In the Second Sino-Japanese War, Chinese used suicide bombing against the Japanese with explosive vests. A Chinese soldier detonated a grenade vest and killed 20 Japanese at Sihang Warehouse. Chinese troops strapped explosives like grenade packs or dynamite to their bodies and threw themselves under Japanese tanks to blow them up. This tactic was used during the Battle of Shanghai, where a Chinese suicide bomber stopped a Japanese tank column by exploding himself beneath the lead tank, and at the Battle of Taierzhuang where dynamite and grenades were strapped on by Chinese troops who rushed at Japanese tanks and blew themselves up.
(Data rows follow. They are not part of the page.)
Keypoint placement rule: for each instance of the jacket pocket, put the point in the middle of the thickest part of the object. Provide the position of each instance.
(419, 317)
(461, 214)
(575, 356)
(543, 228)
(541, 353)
During one incident at Taierzhuang, Chinese suicide bombers obliterated four Japanese tanks with grenade bundles.

The Pacific War of World War II bore witness to the Japanese kamikaze suicide attack pilots ("kamikaze" was not a term used by the Japanese themselves). Late in the war, as the tide turned against Japan, kamikaze pilots were deployed to attempt to crash their aircraft into American and allied ships in the Pacific. The Japanese even developed specialized aircraft for the tactic, such as the Yokosuka Ohka flying bomb. A successful kamikaze attack would both kill the plane's pilot and damage the target ship, possibly even sinking it. Related tactics included the kaiten suicide minisub, a human torpedo which a single Japanese pilot would steer into an Allied ship.

North Korean tanks were attacked by South Koreans with suicide tactics during the Korean War. American tanks at Seoul were also attacked by North Korean suicide squads, who carried satchel charges on their bodies. A North Korean soldier named Li Su-Bok, who destroyed an American tank during one such attack, is hailed as a hero in North Korea.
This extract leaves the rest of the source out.